Die Fürstbischöfe von Speyer, allen voran Damian Hugo Philipp von Schönborn (1719-1743), erwiesen sich dem Waghäuseler Konvent, als dessen berühmtestes Mitglied der hier verstorbene Volksschriftsteller Martin von Cochem (1634-1712) zu gelten hat, stets als Wohltäter. Unter den weltlichen Förderern des Wallfahrtsortes ragten die Markgrafen von Baden-Baden heraus.

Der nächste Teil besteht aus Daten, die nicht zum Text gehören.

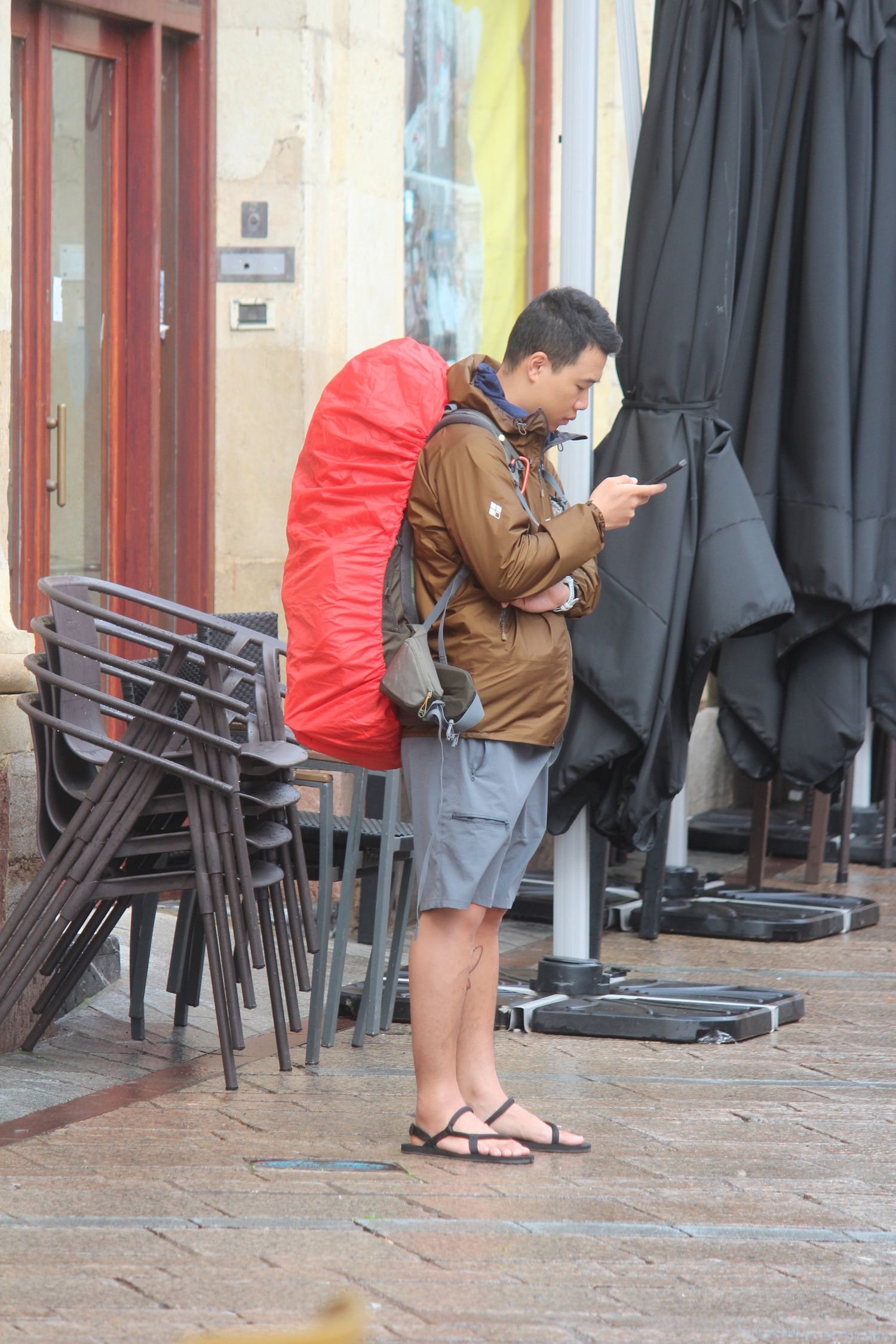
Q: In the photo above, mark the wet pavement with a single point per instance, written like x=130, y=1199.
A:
x=734, y=1192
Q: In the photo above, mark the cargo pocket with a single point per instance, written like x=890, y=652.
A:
x=490, y=821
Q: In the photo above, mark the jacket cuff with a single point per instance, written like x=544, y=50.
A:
x=601, y=522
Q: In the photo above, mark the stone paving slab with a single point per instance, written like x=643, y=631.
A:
x=735, y=1195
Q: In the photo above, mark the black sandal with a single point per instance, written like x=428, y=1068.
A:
x=554, y=1147
x=429, y=1146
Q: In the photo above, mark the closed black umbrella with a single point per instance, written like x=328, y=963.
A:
x=698, y=565
x=813, y=400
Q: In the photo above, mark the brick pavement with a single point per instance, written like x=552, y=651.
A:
x=735, y=1194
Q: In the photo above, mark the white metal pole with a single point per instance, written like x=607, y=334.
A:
x=861, y=771
x=630, y=72
x=578, y=203
x=677, y=843
x=632, y=111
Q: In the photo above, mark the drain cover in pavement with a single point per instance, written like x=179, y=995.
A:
x=671, y=1011
x=323, y=1164
x=763, y=916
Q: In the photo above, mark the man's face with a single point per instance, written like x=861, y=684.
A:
x=563, y=393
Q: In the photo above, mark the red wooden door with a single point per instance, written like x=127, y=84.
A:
x=112, y=335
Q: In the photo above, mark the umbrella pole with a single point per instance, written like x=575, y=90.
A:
x=578, y=195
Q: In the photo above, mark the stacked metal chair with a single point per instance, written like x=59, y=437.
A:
x=171, y=804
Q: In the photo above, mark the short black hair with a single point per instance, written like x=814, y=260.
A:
x=562, y=323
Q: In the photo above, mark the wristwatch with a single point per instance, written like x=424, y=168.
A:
x=573, y=599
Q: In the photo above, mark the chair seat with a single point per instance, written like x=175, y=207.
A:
x=371, y=830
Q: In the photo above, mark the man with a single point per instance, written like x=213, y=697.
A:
x=480, y=809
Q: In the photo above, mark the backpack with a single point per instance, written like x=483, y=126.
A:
x=359, y=665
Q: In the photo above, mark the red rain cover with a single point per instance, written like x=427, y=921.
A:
x=349, y=491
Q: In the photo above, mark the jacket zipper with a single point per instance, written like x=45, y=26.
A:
x=469, y=816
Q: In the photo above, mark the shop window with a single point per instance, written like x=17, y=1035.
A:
x=474, y=94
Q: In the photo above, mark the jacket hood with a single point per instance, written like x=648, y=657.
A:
x=530, y=436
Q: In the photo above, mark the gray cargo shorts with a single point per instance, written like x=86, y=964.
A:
x=478, y=809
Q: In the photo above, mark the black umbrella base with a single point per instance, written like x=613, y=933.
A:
x=727, y=831
x=673, y=1011
x=641, y=1009
x=774, y=915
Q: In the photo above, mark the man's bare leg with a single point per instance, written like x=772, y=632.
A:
x=440, y=972
x=476, y=1069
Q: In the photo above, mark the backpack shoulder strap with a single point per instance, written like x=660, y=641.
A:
x=456, y=416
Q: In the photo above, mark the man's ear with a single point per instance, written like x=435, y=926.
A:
x=538, y=364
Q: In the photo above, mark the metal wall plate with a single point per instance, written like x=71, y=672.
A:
x=765, y=916
x=253, y=218
x=273, y=265
x=673, y=1012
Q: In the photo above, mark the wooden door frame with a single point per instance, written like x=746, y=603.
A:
x=131, y=33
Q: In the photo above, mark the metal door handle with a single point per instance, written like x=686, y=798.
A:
x=58, y=422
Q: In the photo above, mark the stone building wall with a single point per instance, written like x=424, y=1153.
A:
x=311, y=117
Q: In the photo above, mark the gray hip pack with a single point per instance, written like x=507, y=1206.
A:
x=416, y=683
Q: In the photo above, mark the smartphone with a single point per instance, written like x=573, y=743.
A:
x=665, y=475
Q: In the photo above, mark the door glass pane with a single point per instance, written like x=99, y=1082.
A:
x=15, y=398
x=467, y=173
x=168, y=323
x=78, y=300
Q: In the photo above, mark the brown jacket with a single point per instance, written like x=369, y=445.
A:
x=464, y=507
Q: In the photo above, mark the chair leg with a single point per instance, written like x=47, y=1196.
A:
x=220, y=1001
x=344, y=915
x=273, y=981
x=294, y=916
x=180, y=943
x=188, y=991
x=228, y=960
x=69, y=950
x=360, y=1022
x=276, y=900
x=65, y=984
x=301, y=879
x=143, y=921
x=213, y=948
x=402, y=910
x=324, y=906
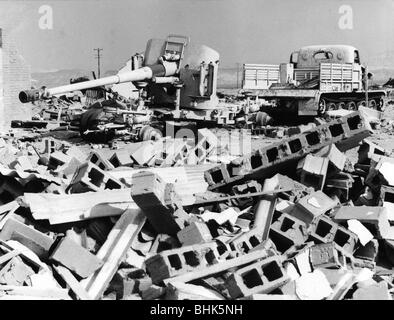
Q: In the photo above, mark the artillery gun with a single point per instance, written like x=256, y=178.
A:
x=176, y=82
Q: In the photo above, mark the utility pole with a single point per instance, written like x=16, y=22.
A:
x=237, y=74
x=98, y=56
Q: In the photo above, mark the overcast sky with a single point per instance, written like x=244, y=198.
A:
x=254, y=31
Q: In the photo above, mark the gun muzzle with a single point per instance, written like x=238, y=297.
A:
x=29, y=95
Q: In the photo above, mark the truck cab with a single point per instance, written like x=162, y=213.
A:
x=312, y=56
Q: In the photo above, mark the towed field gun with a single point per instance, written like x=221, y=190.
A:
x=176, y=82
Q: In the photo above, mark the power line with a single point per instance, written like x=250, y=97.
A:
x=98, y=56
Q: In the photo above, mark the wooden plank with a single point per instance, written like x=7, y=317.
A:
x=219, y=267
x=74, y=284
x=112, y=252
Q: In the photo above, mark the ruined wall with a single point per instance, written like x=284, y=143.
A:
x=14, y=77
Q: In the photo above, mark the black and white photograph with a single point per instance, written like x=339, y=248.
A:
x=219, y=151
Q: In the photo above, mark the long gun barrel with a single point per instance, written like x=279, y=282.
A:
x=165, y=69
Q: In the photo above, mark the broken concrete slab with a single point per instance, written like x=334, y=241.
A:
x=75, y=258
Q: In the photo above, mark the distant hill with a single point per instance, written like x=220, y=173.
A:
x=227, y=77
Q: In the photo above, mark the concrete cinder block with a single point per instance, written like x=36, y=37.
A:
x=374, y=218
x=15, y=272
x=90, y=177
x=121, y=158
x=246, y=241
x=312, y=205
x=368, y=151
x=336, y=158
x=76, y=258
x=263, y=214
x=144, y=153
x=170, y=263
x=323, y=230
x=207, y=142
x=369, y=251
x=346, y=132
x=260, y=277
x=101, y=161
x=378, y=291
x=33, y=239
x=151, y=194
x=312, y=171
x=386, y=199
x=57, y=159
x=195, y=233
x=287, y=231
x=324, y=255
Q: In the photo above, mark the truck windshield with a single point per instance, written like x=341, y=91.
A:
x=322, y=55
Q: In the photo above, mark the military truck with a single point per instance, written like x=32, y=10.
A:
x=317, y=78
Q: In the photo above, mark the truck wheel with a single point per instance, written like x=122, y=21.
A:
x=351, y=105
x=262, y=118
x=151, y=133
x=331, y=106
x=372, y=104
x=380, y=105
x=322, y=107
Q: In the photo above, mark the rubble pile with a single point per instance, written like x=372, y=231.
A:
x=295, y=219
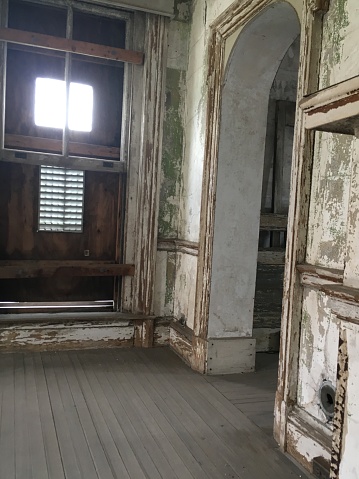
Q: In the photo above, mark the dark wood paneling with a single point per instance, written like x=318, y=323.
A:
x=20, y=240
x=71, y=46
x=21, y=142
x=48, y=269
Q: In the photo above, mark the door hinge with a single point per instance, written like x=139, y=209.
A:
x=321, y=6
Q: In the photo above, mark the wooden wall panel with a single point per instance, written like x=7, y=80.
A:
x=19, y=238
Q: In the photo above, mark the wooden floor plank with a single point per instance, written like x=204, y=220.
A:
x=177, y=416
x=144, y=410
x=216, y=450
x=34, y=429
x=155, y=406
x=7, y=426
x=101, y=441
x=132, y=414
x=71, y=413
x=65, y=440
x=226, y=421
x=100, y=407
x=99, y=384
x=22, y=446
x=52, y=451
x=126, y=405
x=98, y=455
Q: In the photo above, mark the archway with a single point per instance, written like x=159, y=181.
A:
x=251, y=69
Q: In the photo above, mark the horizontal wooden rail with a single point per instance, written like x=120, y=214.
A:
x=273, y=222
x=334, y=109
x=71, y=162
x=72, y=46
x=51, y=268
x=51, y=145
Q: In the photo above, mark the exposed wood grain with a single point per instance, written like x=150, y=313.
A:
x=334, y=109
x=273, y=222
x=271, y=257
x=72, y=46
x=301, y=176
x=48, y=269
x=55, y=146
x=75, y=163
x=150, y=164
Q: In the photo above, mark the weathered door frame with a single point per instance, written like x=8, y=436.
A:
x=235, y=17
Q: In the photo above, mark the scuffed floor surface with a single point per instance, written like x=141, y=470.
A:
x=122, y=413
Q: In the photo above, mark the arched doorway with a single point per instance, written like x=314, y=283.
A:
x=250, y=71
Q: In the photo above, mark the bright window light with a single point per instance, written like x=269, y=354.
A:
x=80, y=107
x=50, y=104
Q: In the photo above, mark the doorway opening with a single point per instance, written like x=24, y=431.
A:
x=252, y=191
x=275, y=202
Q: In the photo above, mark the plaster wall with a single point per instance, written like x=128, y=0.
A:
x=240, y=168
x=205, y=13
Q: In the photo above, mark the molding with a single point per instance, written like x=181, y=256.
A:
x=177, y=246
x=303, y=148
x=334, y=109
x=318, y=276
x=321, y=6
x=146, y=221
x=301, y=425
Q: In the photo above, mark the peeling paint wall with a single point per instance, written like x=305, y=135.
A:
x=332, y=242
x=176, y=267
x=318, y=358
x=329, y=200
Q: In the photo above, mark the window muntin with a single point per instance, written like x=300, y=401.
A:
x=61, y=199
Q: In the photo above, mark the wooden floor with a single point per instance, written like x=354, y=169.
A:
x=254, y=393
x=124, y=413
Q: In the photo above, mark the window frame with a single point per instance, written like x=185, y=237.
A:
x=80, y=162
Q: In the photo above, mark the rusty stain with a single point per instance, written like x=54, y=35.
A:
x=339, y=409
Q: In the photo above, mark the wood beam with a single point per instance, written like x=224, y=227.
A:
x=272, y=221
x=55, y=146
x=75, y=163
x=334, y=109
x=70, y=46
x=51, y=268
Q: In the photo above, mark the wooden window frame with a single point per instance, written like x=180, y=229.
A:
x=114, y=159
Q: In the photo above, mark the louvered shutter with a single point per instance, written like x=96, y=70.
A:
x=61, y=199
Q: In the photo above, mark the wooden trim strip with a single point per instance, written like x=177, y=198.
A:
x=273, y=222
x=320, y=272
x=72, y=162
x=71, y=46
x=177, y=246
x=55, y=146
x=48, y=269
x=334, y=109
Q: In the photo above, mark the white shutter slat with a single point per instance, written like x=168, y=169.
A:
x=61, y=199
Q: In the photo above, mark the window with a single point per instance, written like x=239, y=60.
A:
x=51, y=109
x=61, y=199
x=37, y=79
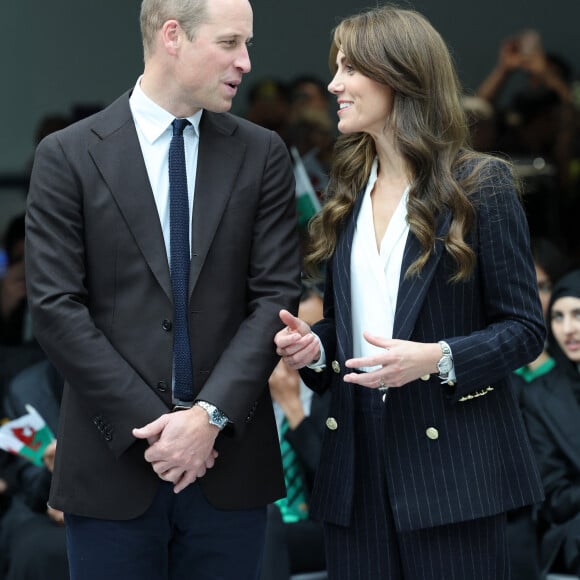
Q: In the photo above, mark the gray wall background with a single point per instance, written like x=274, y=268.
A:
x=58, y=53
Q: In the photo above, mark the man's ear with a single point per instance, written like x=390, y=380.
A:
x=171, y=34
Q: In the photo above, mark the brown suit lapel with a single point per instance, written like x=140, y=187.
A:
x=129, y=185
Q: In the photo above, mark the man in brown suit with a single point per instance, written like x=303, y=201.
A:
x=132, y=477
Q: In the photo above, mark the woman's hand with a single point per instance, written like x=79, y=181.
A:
x=296, y=343
x=400, y=362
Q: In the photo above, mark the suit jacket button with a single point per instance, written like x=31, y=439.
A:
x=331, y=423
x=432, y=433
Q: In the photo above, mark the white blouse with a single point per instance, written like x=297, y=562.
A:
x=375, y=274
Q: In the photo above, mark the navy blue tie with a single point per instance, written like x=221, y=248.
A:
x=180, y=258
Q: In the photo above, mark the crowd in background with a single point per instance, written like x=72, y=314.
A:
x=525, y=110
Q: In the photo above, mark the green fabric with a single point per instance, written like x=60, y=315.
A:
x=529, y=374
x=293, y=507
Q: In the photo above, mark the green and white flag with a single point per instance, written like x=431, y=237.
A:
x=307, y=204
x=27, y=436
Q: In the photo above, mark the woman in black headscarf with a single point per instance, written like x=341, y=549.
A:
x=551, y=406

Im Reichsdeputationshauptschluss von 1803 fiel das Hochstift Speyer und mit ihm auch Kloster Waghäusel an den badischen Staat, welcher mit der Aufhebung des Konvents bis ins Jahr 1819 wartete. Der letzte Kapuziner verließ Waghäusel erst neun Jahre später. Das von der großherzoglich-badischen Regierung im Herbst des Jahres 1918 erlassene Gesetz über die Zulassung von Männerorden ermöglichte es dem Erzbischöflichen Ordinariat Freiburg, der Rheinisch-Westfälischen Kapuzinerprovinz das Angebot zu einer neuerlichen Inbesitznahme auszusprechen. Gleich ihren frühneuzeitlichen Vorgängern sahen die in Waghäusel von 1920-1999 wirkenden Ordensmänner ihre wichtigste Aufgabe in der Betreuung der Wallfahrt. Nach einem Brand der Wallfahrtskirche 1920 erinnert lediglich der Chor an die frühere Klosterkirche.
MATTHIAS ILG     
LITERATUR
-<KDB IX/2> 322-335.
- D. SCHROPP O.F.M. Cap.: Beiträge zur Geschichte der Wallfahrt und des Kapuzinerordens von Waghäusel. Philippsburg 1922.
- [Anonymus]: Die Wallfahrtskirche in Waghäusel, Ulm 1962.
- A. EHRENFRIED O.F.M. Cap.: Waghäusel. Die Wallfahrt und die Kapuziner. Ulm 1966.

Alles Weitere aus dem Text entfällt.